In this case I have know idea of how this Soldbuch came in the militaria collecting society.


Cheers,
Peter

mauser202
01-30-2012, 09:01 AM
Outstanding! I would love to see a book with these tranlated with your stories for each one. You should look into writing one.

ianj
02-04-2012, 11:10 AM
Hi Peter,

I wondered who bought that one as it was of interest to me also, however luckily I managed to find one last week to the exact same unit.
Here are a few images for comparison.

As you can see, same clerk, same signatures and same black paint/ink!

FP Nr. 52889
(8.9.1943-22.4.1944) 5.10.1943 Luftnachrichten-Betriebs-Kompanie Flak-Regiment 155,
(8.9.1943-22.4.1944) 11.11.1943 Stab Luftnachrichten-Abteilung Flak-Regiment 155.

Are you aware of the following book?

NELIBA, Günter.

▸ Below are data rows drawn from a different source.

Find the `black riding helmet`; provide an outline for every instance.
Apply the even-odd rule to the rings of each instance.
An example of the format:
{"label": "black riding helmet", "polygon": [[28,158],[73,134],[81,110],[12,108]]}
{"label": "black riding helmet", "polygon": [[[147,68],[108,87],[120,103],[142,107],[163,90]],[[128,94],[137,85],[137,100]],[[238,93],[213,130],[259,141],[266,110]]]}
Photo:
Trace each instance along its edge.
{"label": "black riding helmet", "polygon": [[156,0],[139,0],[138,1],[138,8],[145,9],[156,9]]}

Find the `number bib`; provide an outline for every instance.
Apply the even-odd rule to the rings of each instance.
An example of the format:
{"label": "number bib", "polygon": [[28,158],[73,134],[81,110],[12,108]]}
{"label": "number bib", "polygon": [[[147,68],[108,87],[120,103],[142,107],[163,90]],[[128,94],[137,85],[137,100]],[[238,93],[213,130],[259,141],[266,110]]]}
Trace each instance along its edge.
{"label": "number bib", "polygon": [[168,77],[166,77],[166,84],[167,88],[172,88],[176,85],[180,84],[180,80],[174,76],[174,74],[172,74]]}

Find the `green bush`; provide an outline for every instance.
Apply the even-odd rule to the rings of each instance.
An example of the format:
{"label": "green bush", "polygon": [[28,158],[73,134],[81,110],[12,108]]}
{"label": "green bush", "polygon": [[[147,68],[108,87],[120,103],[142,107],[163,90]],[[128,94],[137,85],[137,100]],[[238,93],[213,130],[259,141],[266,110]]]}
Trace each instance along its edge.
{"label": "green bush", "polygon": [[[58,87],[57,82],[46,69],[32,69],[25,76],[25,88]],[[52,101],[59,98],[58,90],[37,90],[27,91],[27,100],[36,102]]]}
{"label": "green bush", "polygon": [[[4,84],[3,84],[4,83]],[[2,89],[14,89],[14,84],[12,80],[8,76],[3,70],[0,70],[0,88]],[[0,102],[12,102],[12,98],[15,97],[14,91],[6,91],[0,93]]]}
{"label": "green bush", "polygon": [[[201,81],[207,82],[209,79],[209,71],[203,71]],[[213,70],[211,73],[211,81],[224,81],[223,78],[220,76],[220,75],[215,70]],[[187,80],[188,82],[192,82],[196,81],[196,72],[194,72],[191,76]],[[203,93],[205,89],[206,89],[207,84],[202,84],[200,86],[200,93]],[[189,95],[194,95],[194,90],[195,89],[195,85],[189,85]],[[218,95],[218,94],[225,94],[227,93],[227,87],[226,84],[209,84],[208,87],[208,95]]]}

Kriegstagebuch des Flakregiments 155 (W) 1943-1945. Deutsch Duncker & Humblot, 2006. ISBN 3428119258. 106p. 8 pages of illustrations.

/Ian

Peter U
02-04-2012, 02:00 PM
Hello and welcome ianj!


Indeed a Soldbuch from the same small unit.
That soldier had more luck, it looks that he stayed with his unit until the end of the war.
A nice catch.
:thumbsup:


The Neliba book has a place on my book shelve.


Cheers,
Peter

ianj
02-04-2012, 02:42 PM
Thanks Peter,

Unlike yours, unfortunately mine does not have a photo. The entry blackened out on page 3 mentions "Flakgruppe Creil" which was its camouflaged designation.
He did survive the war .....There are no entries on the hospital pages however the Soldbuch does come with a document stating that he was discharged from the Wehrmacht and PoW Hospital on 17.7.1945 with a fractured left lower leg.

/Ian

Hambone
02-04-2012, 10:48 PM
Wow, what are the chances of that. Welcome to the site Ianj.